Die Bekämpfung von Kinderehen wirkt sich auf soziodemografische Indikatoren wie frühe Schwangerschaften und Geburten, Schulbesuch und Schulabschluss aus, was wiederum Wirtschaftsindikatoren sowohl auf privater als auch auf öffentlicher Ebene beeinflussen kann. 

So ist beispielsweise die Heirat eine der Hauptursachen für Schulabbrüche, besonders bei Mädchen. Sobald ein Kind verheiratet ist, ist es weniger wahrscheinlich, dass es die Schule wieder besucht oder abschließt. Einige Studien erbringen den Nachweis, dass jedes zusätzliche Jahr in der Sekundarstufe die Wahrscheinlichkeit einer Kinderheirat um durchschnittlich 6 Prozentpunkte verringert (Van Damme et al., 2023). 

Der Nutzen des globalen Wohlstands durch weniger Kinderschwangerschaften wird bis 2030 auf 566 Milliarden US-Dollar geschätzt. Dies wurde auch in einer in Uganda durchgeführten Studie festgestellt, in der die Weltbank berechnete, dass die Verringerung von frühen Schwangerschaften durch eine geringere Zahl von Geburten im jungen Alter und ein höheres Bildungsniveau bis 2030 einen jährlichen Nutzen in Höhe von 2,4 Mrd. USD bringen wird (Van Damme et al., 2023). 

Letztendlich ist der Zusammenhang zwischen dem Versäumnis, Gewalt gegen Kinder zu verhindern, und damit einhergehenden wirtschaftlichen Verlusten überwiegend indirekt. Die direkten Auswirkungen sind sowohl psychologisch als auch physisch und äußern sich in Lernverlusten oder schweren (psychischen) Gesundheitsproblemen, die zu einer erhöhten Erkrankungsrate, verringerter Produktivität und wirtschaftlichen Verlusten führen. 

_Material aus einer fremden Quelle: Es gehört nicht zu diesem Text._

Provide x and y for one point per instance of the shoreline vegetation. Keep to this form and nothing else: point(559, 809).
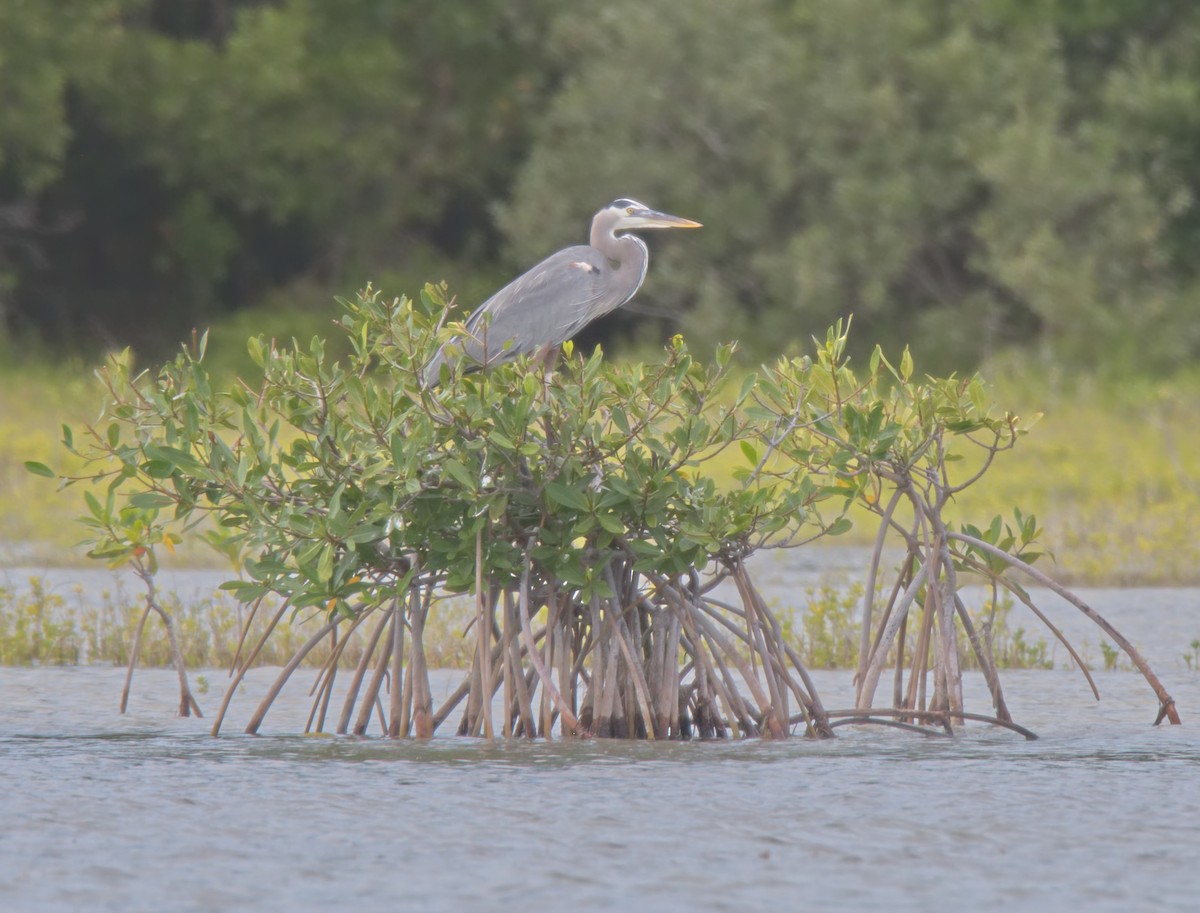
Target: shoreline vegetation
point(599, 522)
point(47, 625)
point(1111, 470)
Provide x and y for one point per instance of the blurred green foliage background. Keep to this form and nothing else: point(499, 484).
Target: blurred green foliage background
point(967, 176)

Der isländische „Prosperity Act“ – ein Meilenstein für Investitionen in Kinder

Island ist eines der fortschrittlichsten europäischen Länder bei der Förderung von Investitionen in Kinder. Es hat vor kurzem den „Prosperity Act“ verabschiedet, der das Herzstück umfassender Änderungen ist, die die isländische Regierung in den letzten Jahren zur Förderung der Kinderrechte und zur Steigerung des Wohlstands der Kinder in Island durchgeführt hat.

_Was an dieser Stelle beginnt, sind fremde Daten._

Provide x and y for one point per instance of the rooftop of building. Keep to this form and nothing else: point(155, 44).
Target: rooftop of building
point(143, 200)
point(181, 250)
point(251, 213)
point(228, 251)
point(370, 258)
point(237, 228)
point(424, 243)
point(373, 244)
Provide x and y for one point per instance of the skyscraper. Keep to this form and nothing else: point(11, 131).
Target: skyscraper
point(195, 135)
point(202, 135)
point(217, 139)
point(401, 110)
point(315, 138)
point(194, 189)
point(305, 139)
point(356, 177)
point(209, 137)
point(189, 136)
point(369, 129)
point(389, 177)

Gemäß dem Gesetz sind alle Dienstleistungsanbieter verpflichtet, stärker als bisher integriert zusammenzuarbeiten, wobei das Hauptziel darin besteht, sicherzustellen, dass Kinder, die integrierte Dienstleistungen benötigen, zusammen mit ihren Bezugspersonen angemessenen und ungehinderten Zugang zu der von ihnen benötigten Unterstützung erhalten (CoE, 2023). 

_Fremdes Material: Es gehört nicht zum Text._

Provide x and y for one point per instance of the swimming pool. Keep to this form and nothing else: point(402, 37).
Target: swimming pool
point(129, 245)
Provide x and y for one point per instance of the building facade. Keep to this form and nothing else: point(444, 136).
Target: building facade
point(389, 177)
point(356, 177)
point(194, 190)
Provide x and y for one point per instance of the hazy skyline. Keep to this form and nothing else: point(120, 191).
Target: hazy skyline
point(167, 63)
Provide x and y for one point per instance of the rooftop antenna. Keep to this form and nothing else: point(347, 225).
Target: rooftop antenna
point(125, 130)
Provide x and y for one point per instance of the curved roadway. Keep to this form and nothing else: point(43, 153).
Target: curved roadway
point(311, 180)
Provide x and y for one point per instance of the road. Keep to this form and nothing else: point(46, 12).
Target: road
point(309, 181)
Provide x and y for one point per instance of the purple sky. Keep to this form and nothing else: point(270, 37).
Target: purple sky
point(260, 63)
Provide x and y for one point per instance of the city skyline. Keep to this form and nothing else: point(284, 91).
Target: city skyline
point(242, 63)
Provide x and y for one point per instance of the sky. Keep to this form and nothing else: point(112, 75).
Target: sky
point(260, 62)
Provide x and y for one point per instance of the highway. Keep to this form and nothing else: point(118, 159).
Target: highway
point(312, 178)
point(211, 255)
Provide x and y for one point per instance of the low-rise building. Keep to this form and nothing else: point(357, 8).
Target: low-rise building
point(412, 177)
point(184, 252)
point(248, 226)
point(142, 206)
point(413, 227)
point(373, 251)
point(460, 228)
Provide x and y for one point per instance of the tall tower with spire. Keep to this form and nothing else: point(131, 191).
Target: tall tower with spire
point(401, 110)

Der „Prosperity Act“ fordert eine erhebliche Aufstockung der Investitionen der Regierung in Dienstleistungen für Kinder und Familien. Um eine Evidenzbasis für diese Investitionen zu schaffen, wurde eine umfassende monetäre und wirtschaftliche Bewertung durchgeführt. Die Ergebnisse führten zu einem Paradigmenwechsel innerhalb der isländischen Regierung. Die Ausgaben für das Wohlergehen und den Wohlstand von Kindern werden nicht mehr als Kosten sondern als Investitionen betrachtet (CoE, 2023). 

Insbesondere beschloss die isländische Regierung, die Dienste im Interesse des Wohlergehens der Kinder zu reformieren und sie in drei Stufen zu unterteilen: Dienste der primären, sekundären und tertiären Ebene. Zu den Diensten der primären Ebene gehören Basisdienste und frühe Hilfen für alle Kinder und Familien, zu den Diensten der sekundären Ebene gehören gezieltere Hilfen und Ressourcen, während die Dienste der tertiären Ebene spezialisierte Hilfsressourcen umfassen, um Fälle abzusichern, in denen das Wohlergehen eines Kindes gefährdet ist oder sein könnte (BVS, 2023). 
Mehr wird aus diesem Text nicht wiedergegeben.